Alex Leikikh, the son of Russian immigrants to Minnesota, had key posts at agencies Leo Burnett and Fallon -- working at Fallon on the BMW account -- before being named president of Mullen's headquarters office in Boston.
This year, his team made an emotion-filled pitch to win the Acura business. Leikikh (LAY'-kee), 40, spoke with Staff Reporter Mark Rechtin about life with the new client.
Q: What won the Acura account for you?
A: We wanted to find a way to show the synergy of man and machine that is a driving force within Acura engineering and design, but in a fresh way and with some emotion to it.
What was the "wandering road" theme to your pitch?
The wandering road theme came in respect to Acura's sales for the past 10 years. We were asking to see if we could stop this wandering road of sales ebbs and flows. The product pipeline is coming with great, advanced, high-tech luxurious products that deserve really strong communications support. We should see hockey stick growth.
American Honda also had the Honda brand under review. Did you have a shot at winning the Honda account as well?
We clearly got the sense that both were in play. Somewhere along the way, one of the other agencies asked whether they could pitch just one brand or the other, and Honda's answer was, "No, pitch both." When we did the chemistry-credentials sessions, we had separate conference rooms for Honda and for Acura, with separate teams. We treated them very differently. We obviously swung for both.
What are Acura's strengths?
Wow, this takes me back to Leo Burnett days. I would say great quality, precisely built products, high-tech innovation, luxurious products. People don't know enough about how luxurious they are. Acuras are efficient, really advanced machines. There's a strong product pipeline.
Inconsistent marketing. The product is greater than the marketing created to support it.
To attract people from conquest brands to consider Acura. Right now, Acura does a lot of business trading up from Accord or Pilot. But there is an opportunity in going after BMW, Mercedes, Lexus and Infiniti.

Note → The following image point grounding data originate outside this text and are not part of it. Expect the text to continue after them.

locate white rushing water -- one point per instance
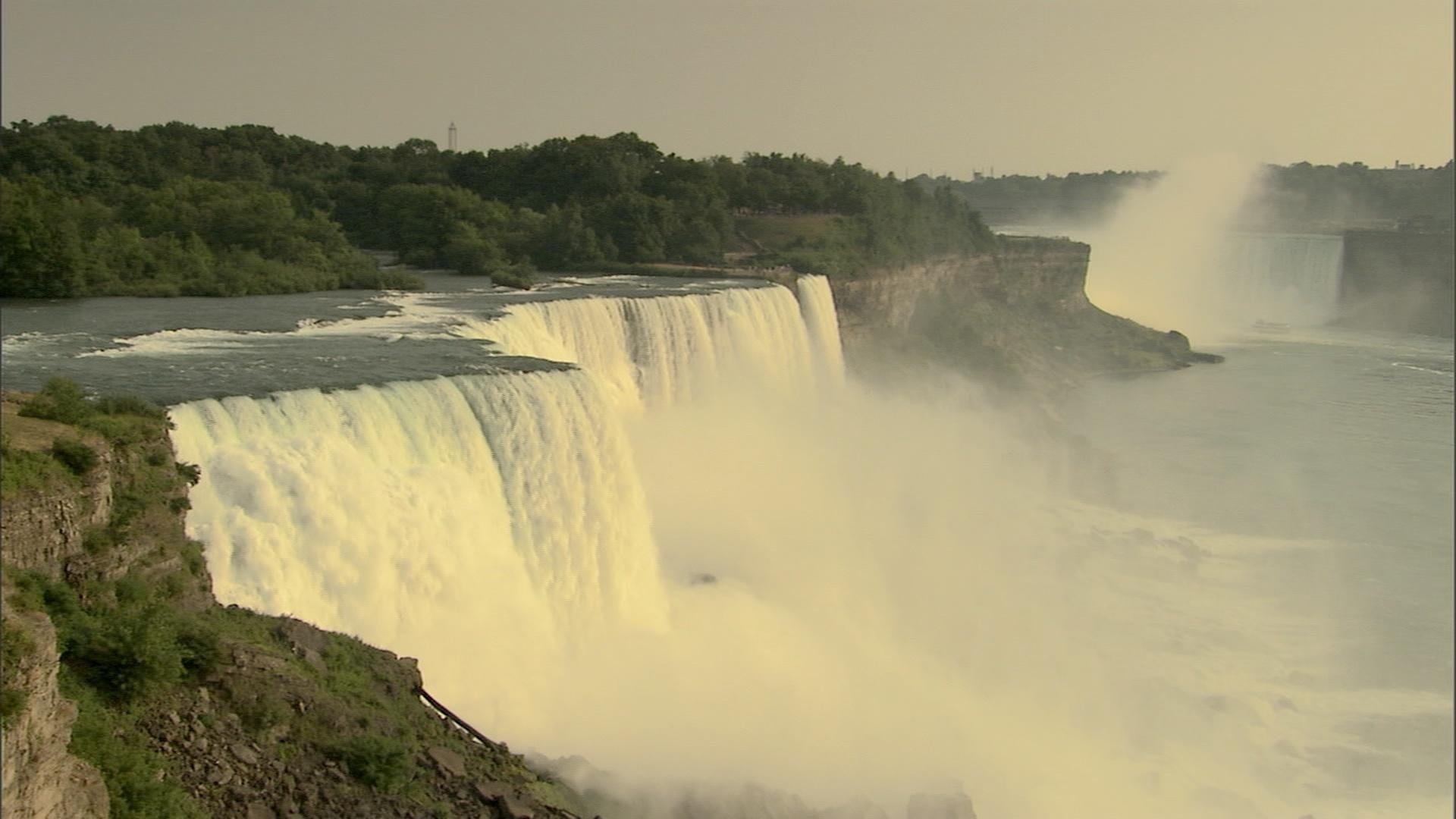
(669, 349)
(705, 557)
(1285, 279)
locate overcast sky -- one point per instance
(948, 86)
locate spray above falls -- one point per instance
(894, 605)
(1172, 259)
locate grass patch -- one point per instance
(74, 455)
(379, 761)
(136, 776)
(22, 471)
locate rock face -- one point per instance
(38, 779)
(1018, 316)
(1400, 280)
(42, 531)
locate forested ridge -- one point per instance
(177, 209)
(1288, 197)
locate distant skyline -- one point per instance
(1024, 86)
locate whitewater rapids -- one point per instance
(704, 557)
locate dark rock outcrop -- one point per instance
(1017, 316)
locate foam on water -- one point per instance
(896, 596)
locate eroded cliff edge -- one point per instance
(130, 691)
(1017, 316)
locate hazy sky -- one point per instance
(935, 86)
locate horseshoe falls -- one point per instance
(1286, 279)
(686, 554)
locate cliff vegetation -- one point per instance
(177, 209)
(128, 691)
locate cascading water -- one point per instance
(660, 350)
(686, 564)
(1286, 279)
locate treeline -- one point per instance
(1076, 199)
(185, 210)
(1293, 197)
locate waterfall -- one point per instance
(344, 507)
(653, 352)
(1283, 278)
(817, 305)
(494, 497)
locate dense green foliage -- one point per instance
(120, 419)
(15, 646)
(22, 469)
(1294, 197)
(218, 212)
(74, 455)
(120, 648)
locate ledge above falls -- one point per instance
(1017, 316)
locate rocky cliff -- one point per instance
(130, 691)
(1017, 316)
(1400, 280)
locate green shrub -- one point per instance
(60, 400)
(22, 469)
(194, 557)
(191, 472)
(124, 428)
(15, 646)
(74, 455)
(200, 645)
(128, 406)
(133, 771)
(378, 761)
(127, 654)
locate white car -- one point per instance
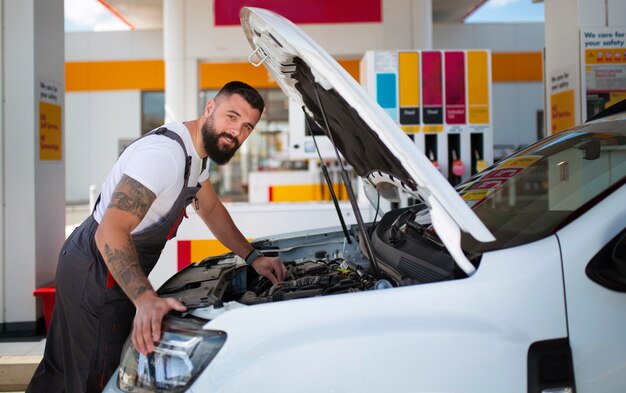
(513, 282)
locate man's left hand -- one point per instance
(271, 268)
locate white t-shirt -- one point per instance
(158, 163)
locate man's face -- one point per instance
(231, 120)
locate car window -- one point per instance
(534, 192)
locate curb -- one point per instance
(16, 371)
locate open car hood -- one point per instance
(374, 145)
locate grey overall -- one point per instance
(92, 315)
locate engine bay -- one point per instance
(320, 263)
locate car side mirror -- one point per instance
(591, 149)
(608, 267)
(619, 255)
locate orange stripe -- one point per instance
(216, 75)
(116, 13)
(517, 67)
(150, 74)
(115, 75)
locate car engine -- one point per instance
(308, 279)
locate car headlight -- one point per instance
(176, 361)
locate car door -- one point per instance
(596, 301)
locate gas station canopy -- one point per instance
(148, 14)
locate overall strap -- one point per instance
(174, 136)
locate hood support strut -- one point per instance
(329, 182)
(346, 181)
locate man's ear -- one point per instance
(210, 107)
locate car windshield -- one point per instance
(539, 189)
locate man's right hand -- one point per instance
(151, 309)
(271, 268)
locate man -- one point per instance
(103, 292)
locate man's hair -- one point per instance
(249, 93)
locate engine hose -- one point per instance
(250, 298)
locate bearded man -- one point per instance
(103, 292)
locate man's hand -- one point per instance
(147, 324)
(271, 268)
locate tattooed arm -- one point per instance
(129, 204)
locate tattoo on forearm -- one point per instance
(131, 196)
(124, 266)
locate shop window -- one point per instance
(152, 110)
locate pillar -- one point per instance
(181, 71)
(33, 182)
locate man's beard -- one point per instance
(211, 142)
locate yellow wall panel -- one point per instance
(477, 78)
(408, 67)
(115, 75)
(517, 67)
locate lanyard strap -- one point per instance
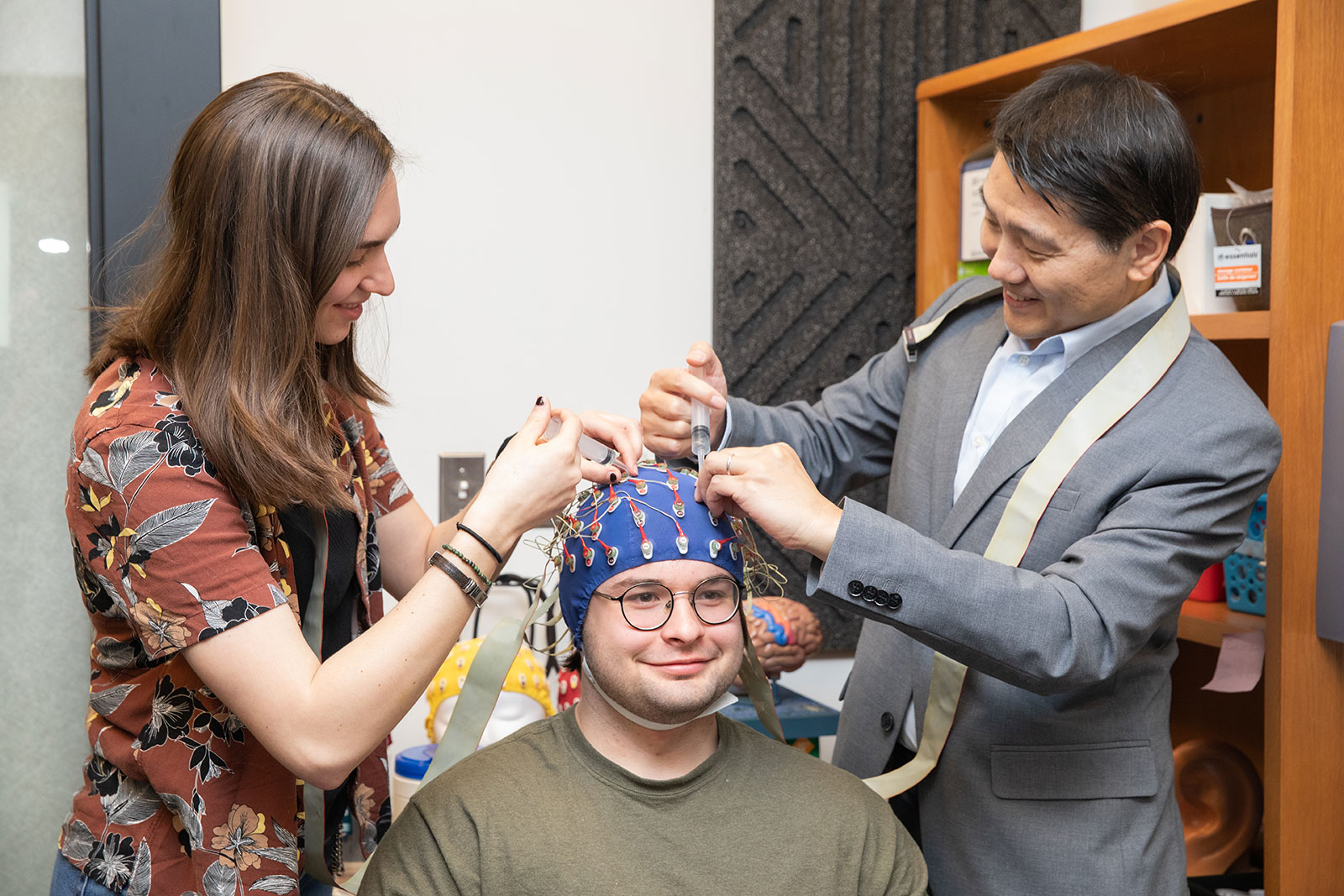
(315, 799)
(1117, 392)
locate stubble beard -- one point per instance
(669, 703)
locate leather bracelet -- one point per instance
(499, 558)
(468, 562)
(474, 591)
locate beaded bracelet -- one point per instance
(468, 562)
(499, 558)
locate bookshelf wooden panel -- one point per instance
(1260, 85)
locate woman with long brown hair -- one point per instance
(226, 464)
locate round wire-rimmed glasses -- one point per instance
(648, 605)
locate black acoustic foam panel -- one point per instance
(815, 188)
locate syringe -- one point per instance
(591, 448)
(699, 425)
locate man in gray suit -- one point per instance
(1057, 774)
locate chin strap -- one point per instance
(722, 703)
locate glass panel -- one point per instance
(44, 348)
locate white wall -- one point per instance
(1099, 13)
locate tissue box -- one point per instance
(1242, 254)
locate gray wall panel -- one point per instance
(813, 186)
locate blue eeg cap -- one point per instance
(648, 517)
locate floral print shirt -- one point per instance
(178, 795)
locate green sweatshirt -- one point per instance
(543, 813)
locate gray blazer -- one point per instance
(1057, 777)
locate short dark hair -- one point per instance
(1112, 148)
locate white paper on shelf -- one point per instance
(1195, 259)
(1240, 663)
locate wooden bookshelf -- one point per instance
(1258, 83)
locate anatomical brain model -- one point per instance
(784, 633)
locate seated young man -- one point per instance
(643, 788)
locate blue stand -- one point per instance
(799, 716)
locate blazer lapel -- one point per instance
(1021, 439)
(958, 396)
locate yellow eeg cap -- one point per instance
(526, 676)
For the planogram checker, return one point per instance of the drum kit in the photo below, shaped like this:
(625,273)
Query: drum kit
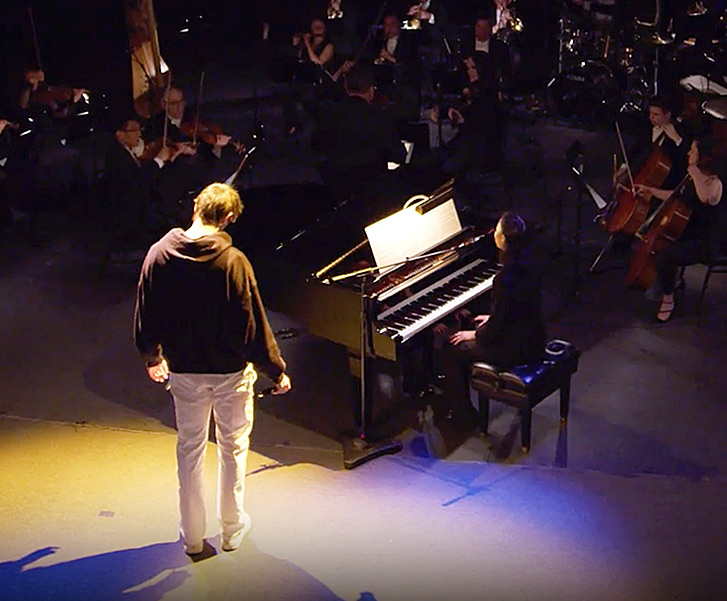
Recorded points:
(606,67)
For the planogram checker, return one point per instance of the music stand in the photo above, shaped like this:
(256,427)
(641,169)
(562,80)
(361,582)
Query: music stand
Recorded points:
(360,449)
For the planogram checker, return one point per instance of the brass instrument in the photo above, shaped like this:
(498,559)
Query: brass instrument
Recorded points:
(513,26)
(334,10)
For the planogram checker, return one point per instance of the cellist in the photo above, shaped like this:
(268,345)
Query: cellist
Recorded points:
(705,229)
(663,131)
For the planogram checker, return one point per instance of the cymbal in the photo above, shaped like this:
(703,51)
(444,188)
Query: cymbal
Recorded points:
(657,40)
(717,107)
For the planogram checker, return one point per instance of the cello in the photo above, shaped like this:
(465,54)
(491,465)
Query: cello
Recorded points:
(664,227)
(627,209)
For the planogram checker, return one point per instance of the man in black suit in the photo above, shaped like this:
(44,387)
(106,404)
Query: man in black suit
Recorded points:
(131,209)
(396,68)
(207,161)
(479,140)
(357,139)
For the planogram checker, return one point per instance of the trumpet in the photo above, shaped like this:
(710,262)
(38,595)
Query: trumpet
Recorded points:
(414,20)
(334,10)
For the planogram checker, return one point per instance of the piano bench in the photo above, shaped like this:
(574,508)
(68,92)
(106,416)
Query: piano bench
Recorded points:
(524,386)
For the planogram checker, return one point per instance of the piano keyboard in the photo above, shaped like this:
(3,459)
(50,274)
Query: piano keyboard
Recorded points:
(418,312)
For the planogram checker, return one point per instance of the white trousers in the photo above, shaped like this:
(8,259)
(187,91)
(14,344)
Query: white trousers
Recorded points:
(230,397)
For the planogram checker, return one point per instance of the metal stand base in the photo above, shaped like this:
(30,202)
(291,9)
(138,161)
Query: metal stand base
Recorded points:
(605,249)
(357,451)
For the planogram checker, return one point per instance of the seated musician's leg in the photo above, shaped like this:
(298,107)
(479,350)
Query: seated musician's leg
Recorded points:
(668,262)
(456,364)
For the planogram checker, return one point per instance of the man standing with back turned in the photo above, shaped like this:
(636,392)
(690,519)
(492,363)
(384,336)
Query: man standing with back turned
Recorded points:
(200,322)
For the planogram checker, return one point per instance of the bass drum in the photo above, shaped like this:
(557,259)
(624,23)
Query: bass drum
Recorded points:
(587,91)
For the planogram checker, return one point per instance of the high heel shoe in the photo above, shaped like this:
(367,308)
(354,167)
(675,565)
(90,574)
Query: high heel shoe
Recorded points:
(666,308)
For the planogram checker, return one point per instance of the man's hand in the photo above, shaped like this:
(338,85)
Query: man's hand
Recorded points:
(481,320)
(455,116)
(159,373)
(34,77)
(462,336)
(283,386)
(672,133)
(182,148)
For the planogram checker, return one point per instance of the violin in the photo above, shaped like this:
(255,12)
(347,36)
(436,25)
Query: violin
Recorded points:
(197,130)
(50,95)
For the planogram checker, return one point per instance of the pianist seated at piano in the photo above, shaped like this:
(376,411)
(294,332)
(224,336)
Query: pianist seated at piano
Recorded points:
(514,331)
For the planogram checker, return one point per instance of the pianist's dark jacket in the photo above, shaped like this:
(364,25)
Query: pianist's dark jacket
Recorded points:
(515,332)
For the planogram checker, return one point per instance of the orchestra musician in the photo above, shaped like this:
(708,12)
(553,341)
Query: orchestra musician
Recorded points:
(315,52)
(512,333)
(664,131)
(357,139)
(705,230)
(130,182)
(314,45)
(479,118)
(396,67)
(430,15)
(210,154)
(343,18)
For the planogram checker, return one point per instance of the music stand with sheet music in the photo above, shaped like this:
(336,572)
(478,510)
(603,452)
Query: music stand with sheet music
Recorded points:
(406,236)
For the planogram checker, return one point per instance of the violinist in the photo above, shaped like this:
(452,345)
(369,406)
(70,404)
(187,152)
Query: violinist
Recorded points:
(315,52)
(315,45)
(131,209)
(479,118)
(59,99)
(182,128)
(51,167)
(395,63)
(705,230)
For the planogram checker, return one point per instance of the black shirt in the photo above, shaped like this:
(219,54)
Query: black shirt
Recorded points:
(198,306)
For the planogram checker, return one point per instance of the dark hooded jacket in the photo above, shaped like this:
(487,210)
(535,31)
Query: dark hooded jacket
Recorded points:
(198,306)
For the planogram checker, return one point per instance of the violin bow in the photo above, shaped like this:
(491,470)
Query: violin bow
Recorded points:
(166,110)
(231,180)
(35,38)
(199,105)
(626,159)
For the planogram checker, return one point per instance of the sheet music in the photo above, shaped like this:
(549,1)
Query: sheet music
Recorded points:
(407,234)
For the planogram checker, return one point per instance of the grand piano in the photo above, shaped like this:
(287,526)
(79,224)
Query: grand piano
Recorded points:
(409,270)
(414,268)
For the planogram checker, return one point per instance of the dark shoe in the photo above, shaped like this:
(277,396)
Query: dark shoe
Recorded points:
(666,308)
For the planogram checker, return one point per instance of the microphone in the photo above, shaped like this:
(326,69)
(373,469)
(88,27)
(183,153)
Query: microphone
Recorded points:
(474,240)
(265,392)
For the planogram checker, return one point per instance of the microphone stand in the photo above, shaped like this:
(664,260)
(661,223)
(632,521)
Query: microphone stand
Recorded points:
(362,448)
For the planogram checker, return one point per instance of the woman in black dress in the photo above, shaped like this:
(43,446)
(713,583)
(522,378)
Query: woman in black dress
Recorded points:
(705,230)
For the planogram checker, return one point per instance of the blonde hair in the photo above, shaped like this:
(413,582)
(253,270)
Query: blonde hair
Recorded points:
(216,202)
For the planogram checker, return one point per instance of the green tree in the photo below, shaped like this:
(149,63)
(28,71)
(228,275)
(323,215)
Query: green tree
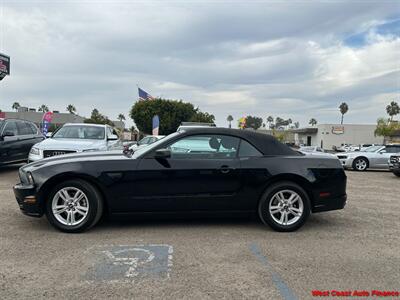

Aggressive, smart targeting and spending on the part of the competition. They have a lot of great products. We have to fight for every eyeball and lean on creativity. We have to embrace the concept of creativity as an economic multiplier.
Is Acura a luxury or a premium brand?
Everyone at Acura believes it's luxury. It just hasn't been pitched that way. It's not so much about performance characteristics. If you look at the kind of people we're trying to attract, it's more about substance than showmanship. If you think about what our competitors are creating, they are creating machines for driving or for status and prestige based on the badge, while some are striving for perfection. We are trying to attract intellectual, grounded, normal people. They don't define themselves by the badge in the driveway. They have more substance than that.
Why hasn't Acura caught on?
You have to give people an emotional trigger or a reason to consider this thing. You have to have a love factor with these vehicles. We have to create a company that society wants to exist. We are going to pull an emotional trigger with the MDX in June and see it evolve over the course of time.
But most Acura buyers come from Honda, Toyota and Nissan, not from other luxury brands. How do you get that conquest buyer?
The good news is that there are a lot of Honda consumers who understand the value the Acura brand provides that will step up into an Acura. But we really need to elevate the luxuriousness and prestige factor to get people who drive Mercedes, BMW, Audi and Lexus to take a look at Acura. The new MDX is an awesome, luxurious, high-tech machine. If you are looking at a Q5 or X5, you are crazy not to look at an MDX.
Whose automotive ad work do you admire?
There isn't a lot of really amazing automotive work right now. I thought the prom spot for Audi was interesting. I admire what they are doing from an advertising perspective in using works like "bravery." I think that's a good word for them. I thought [Toyota's] "swagger wagon" campaign [for the Sienna] was a bold way to talk about a minivan.
I wish we would see more of the BMW Films type of work. It's still the standard for auto advertising and marketing.
There are so many creative minds and financial resources available. I want to see that era of marketing come back to the automotive space.